On Somebody’s Miracle, Phair is more confident than on her previous mass-appeal bid, 2003’s Liz Phair. She’s split the difference between the Matrix and Michael Penn by working with John Mayer/Jason Mraz producer John Alagio, and along the way she’s discovered that there are other ways to be honest than taking your clothes off—although when the subject calls for a cock tease, she’s ready. Guitars humping, her voice at its best sexy growl, she’s a temptress for a sucker who doesn’t know what’s coming: “I’ve got my own thing/Feel it, it is strong/As short as people think/But really it is long.” But at least two other strong tracks convince because they lack resolution: the loving look back at an extramarital affair in “Leap of Innocence” and the Stones send-up “Why I Lie.” Phair passes off this nasty retort as a love song, reveling in the naked truth of her motives, “predatory instinct and simple ill will.” Repeat after me: The man she lies to isn’t good enough for her anyway. And while we’re on the subject, would the self-professed blowjob queen consider resurrecting Joan Jett’s hilarious “Coney Island Whitefish,” or is it beneath her to acknowledge such common origins or admit that she wasn’t the first pissed-off chick on the block?

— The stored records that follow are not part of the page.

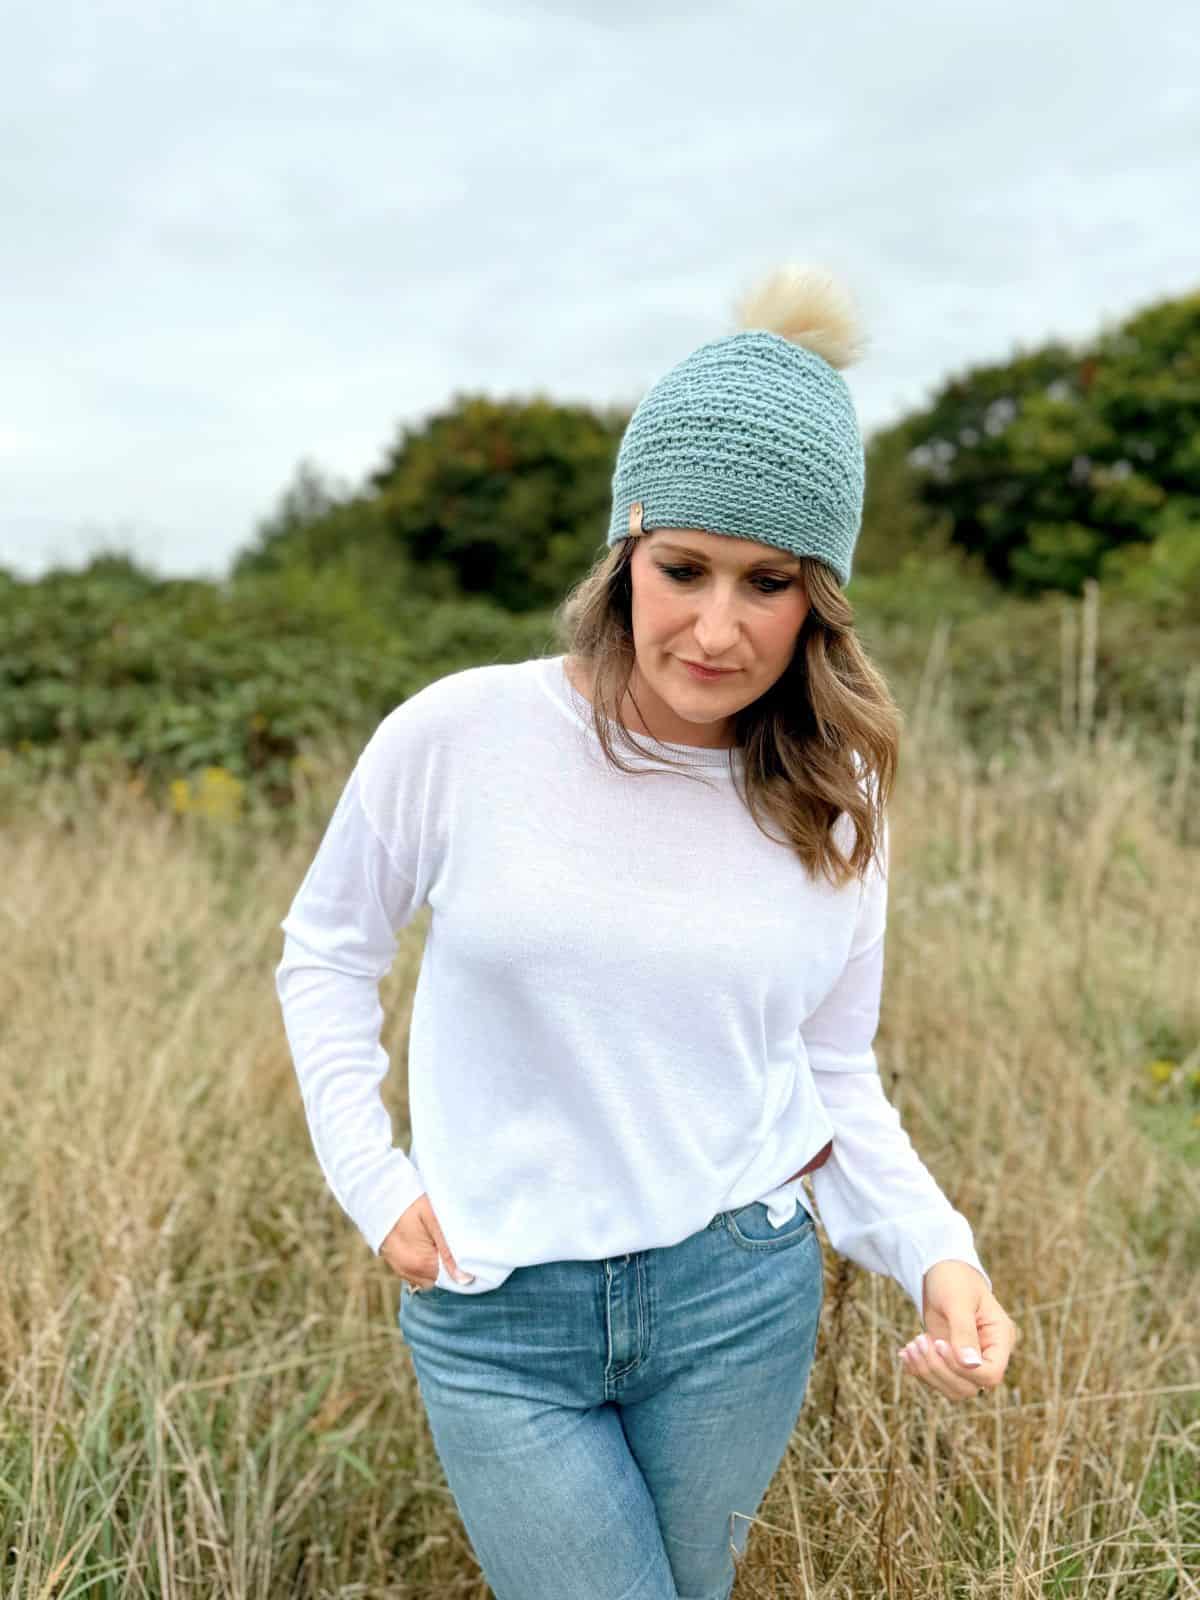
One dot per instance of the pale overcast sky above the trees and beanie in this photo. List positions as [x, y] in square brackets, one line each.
[244, 234]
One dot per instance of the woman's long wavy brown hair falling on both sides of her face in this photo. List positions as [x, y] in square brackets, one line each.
[820, 745]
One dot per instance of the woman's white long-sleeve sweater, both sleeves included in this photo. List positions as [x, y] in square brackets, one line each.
[634, 1010]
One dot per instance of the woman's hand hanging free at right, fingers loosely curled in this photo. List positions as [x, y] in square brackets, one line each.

Although there are two saccharine pro-happiness songs I’d just as soon never hear again, there’s also “Giving It All,” a rave-up that seems to liberate Phair. No longer married to the gloomy, grainy sound that defined her, she’s also stretched the singer-songwriter values that have inspired this divorced mom pushing 40 to pen tunes ever since she was little. As with the last record’s “Little Digger,” the civility of the defeated alcoholic in “Table for One” puts the listener up close and personal with a subject too many of us would rather pass off as someone else’s problem. But the gem is “Closer to You.” No wonder Phair prefaced her current tour with an acoustic go-round of small houses. Unlike the sweeter title track, which poses Ms. Liz as an outsider looking in on happy couples, this one plants her firmly mid-relationship, both wanting more and admitting that intimacy can be off-putting. She believes that mutual respect provides love its essential balance: “I don’t need your rock and roll to stay in tune.” Meet Liz Phair. She knows who she is. Do you?